Comovida, a procuradora-geral da República, Raquel Dodge, ressaltou que a missão de combater o trabalho escravo tem sido muito difícil, com avanços e retrocessos, mas pediu união entre as instituições e a sociedade civil para enfrentar as mazelas deste crime contra a dignidade humana. “Este é o momento de reativarmos nossa disposição de lutar contra esse mal. É um mal gravíssimo. Nesses próximos dois anos essa é uma prioridade do Ministério Público Federal”, afirmou a PGR.

O relato dos trabalhadores deu voz aos números que demonstram a presença de trabalho escravo no Brasil tanto na zona rural, quanto urbana. “Muita gente pensa que o trabalho escravo não existe, mas o que a gente viu acontecer é uma coisa muito triste”, contou João Batista, que foi um dos 102 trabalhadores resgatados na Fazenda Salto Grande, em Jauru (MT). Na propriedade, onde trabalhou entre 2004 e 2008, fazia a roçagem do pasto para pecuária, mas trabalhava basicamente para pagar “dívidas” cobradas pelo patrão, que sequer fornecia moradia digna aos funcionários. Atualmente, João Batista, 48, é formado e atua como operador de escavadeira hidráulica.

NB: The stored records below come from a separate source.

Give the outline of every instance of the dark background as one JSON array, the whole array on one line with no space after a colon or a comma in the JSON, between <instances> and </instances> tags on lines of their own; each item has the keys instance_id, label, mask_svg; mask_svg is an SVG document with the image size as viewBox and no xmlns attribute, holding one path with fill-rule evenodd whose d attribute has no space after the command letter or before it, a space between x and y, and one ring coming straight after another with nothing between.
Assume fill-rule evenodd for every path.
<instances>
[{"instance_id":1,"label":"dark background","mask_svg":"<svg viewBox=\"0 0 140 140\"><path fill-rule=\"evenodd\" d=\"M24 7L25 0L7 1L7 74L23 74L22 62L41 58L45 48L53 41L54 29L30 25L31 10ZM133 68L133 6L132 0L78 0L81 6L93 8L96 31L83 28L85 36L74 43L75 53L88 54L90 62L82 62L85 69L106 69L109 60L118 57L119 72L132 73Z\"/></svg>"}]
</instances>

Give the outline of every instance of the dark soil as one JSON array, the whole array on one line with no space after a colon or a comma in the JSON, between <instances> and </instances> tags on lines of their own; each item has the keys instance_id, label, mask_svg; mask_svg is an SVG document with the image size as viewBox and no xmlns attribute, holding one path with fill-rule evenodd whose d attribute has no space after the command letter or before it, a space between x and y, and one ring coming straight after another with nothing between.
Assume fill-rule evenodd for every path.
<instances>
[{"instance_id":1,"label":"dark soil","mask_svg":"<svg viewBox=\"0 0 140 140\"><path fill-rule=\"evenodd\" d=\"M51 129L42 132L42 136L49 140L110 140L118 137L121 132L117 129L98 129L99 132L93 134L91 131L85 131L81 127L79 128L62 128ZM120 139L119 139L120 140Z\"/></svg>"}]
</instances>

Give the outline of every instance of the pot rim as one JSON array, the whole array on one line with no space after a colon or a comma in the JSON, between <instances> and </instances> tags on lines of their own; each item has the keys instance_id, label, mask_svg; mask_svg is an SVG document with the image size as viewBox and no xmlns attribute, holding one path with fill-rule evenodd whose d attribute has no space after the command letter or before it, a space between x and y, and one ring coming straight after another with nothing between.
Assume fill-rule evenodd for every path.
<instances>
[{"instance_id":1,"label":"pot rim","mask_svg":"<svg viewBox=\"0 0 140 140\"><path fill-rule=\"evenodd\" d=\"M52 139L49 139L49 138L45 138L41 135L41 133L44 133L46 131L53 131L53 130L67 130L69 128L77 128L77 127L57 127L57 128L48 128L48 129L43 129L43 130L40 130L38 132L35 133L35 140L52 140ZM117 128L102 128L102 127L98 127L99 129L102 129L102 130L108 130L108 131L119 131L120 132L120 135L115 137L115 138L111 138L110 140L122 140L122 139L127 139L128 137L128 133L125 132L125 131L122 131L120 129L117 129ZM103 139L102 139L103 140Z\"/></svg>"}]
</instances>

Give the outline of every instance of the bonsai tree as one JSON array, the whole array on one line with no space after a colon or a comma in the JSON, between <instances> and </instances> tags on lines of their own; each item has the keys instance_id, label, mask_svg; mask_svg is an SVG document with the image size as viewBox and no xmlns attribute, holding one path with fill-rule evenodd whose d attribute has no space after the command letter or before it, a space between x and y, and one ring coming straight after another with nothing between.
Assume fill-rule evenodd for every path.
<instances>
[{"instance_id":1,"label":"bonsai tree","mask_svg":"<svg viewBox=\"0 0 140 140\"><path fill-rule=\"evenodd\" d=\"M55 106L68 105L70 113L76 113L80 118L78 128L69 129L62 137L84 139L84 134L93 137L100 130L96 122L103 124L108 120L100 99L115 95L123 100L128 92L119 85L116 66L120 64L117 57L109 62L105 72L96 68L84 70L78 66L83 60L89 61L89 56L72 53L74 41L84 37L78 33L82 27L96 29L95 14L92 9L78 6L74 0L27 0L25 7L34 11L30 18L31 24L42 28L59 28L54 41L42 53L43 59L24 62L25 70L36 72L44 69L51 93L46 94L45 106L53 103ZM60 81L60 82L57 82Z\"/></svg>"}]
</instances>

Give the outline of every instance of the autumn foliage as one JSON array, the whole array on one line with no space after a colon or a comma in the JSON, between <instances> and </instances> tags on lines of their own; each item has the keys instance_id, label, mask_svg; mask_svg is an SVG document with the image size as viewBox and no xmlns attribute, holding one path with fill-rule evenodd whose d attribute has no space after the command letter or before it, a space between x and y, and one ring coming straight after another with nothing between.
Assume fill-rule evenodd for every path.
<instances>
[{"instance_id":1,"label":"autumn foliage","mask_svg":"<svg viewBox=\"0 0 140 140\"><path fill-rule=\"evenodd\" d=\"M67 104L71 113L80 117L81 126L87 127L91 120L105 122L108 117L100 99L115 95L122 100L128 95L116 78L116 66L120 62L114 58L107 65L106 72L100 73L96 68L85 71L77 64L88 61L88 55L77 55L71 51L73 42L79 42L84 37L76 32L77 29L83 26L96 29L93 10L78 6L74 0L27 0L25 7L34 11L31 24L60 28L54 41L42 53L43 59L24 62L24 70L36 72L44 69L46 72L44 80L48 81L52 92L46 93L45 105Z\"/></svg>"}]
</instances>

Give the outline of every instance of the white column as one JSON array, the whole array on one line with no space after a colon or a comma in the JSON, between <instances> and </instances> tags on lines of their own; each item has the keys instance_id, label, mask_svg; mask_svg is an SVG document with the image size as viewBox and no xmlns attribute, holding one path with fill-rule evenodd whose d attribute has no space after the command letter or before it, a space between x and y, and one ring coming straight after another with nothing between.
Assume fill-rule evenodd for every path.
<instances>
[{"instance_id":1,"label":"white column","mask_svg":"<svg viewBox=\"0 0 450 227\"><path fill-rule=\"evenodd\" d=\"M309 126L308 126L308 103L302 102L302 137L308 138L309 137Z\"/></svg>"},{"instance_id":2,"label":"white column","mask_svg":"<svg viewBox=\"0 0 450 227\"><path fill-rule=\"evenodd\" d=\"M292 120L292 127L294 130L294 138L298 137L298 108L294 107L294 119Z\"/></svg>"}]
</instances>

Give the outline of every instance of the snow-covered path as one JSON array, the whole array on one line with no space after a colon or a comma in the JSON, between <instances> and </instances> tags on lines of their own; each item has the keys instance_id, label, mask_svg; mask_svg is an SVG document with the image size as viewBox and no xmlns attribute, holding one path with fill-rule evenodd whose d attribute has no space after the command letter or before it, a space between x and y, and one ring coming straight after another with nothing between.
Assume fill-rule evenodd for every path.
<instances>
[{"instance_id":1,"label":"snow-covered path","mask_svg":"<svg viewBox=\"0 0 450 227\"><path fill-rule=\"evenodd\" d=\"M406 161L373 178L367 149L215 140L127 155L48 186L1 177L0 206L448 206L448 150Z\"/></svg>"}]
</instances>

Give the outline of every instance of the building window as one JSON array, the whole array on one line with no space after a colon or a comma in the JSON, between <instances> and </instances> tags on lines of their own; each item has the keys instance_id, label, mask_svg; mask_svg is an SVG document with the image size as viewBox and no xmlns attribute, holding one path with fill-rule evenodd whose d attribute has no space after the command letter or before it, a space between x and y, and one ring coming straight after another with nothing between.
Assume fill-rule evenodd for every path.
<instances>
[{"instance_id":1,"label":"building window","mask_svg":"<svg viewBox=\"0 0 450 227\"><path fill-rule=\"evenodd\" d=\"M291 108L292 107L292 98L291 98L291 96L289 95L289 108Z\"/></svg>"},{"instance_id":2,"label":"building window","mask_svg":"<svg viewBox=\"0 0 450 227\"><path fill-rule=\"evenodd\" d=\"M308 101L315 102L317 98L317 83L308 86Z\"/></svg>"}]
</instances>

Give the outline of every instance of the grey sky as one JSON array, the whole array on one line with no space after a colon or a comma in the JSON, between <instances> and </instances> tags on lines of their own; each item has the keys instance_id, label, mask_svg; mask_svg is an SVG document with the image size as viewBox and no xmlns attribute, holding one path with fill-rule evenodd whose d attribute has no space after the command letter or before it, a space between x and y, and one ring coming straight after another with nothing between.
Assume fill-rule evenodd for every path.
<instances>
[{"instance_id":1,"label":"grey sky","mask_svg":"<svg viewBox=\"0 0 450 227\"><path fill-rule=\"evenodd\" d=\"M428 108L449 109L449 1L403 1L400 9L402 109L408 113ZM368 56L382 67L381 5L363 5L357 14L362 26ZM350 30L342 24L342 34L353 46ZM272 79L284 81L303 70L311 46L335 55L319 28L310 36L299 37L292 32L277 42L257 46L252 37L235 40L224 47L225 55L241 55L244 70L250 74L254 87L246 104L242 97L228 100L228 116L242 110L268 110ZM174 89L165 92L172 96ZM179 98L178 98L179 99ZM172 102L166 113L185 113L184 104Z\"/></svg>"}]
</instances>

Kleyne Aparecida Batista, que também trabalhou em condições análogas à escravidão, relatou que vivia de forma sub-humana com seus filhos na Fazenda Rancho Alegre, em Barra do Bugres (MT), de onde foi resgatada em 2008. Não havia moradia digna, tampouco água potável para ela, o marido e as crianças. Eles eram impedidos de sair da propriedade e nunca usaram equipamento de proteção para extração do látex – o que acarretou a perda de 40% do pulmão esquerdo de Kleyne, marca que carregará pelo resto da vida. Hoje em dia, ela sonha em abrir um restaurante e promete: “Depois do resgate, nunca mais vou passar nem permitir que meus filhos passem pelo que eu passei”.

Impunidade – Um dos grandes entraves para o combate ao trabalho escravo é a impunidade, que foi tema central do painel de discussão sobre os desafios de combater o crime. Para Raquel Dodge, o trabalho escravo é um crime do colarinho branco, porque requer grande investimento para agenciar os funcionários, dissimulação por parte do patrão, além de ser um crime de prova difícil, por ocorrer em locais distantes e com práticas controladas pelos infratores. “Do ponto de vista jurídico, temos enfrentado inúmeras dificuldades também para levarmos testemunhas a juízo e para evitar que as penas imputadas aos autores sejam convertidas em medidas alternativas”, disse a PGR.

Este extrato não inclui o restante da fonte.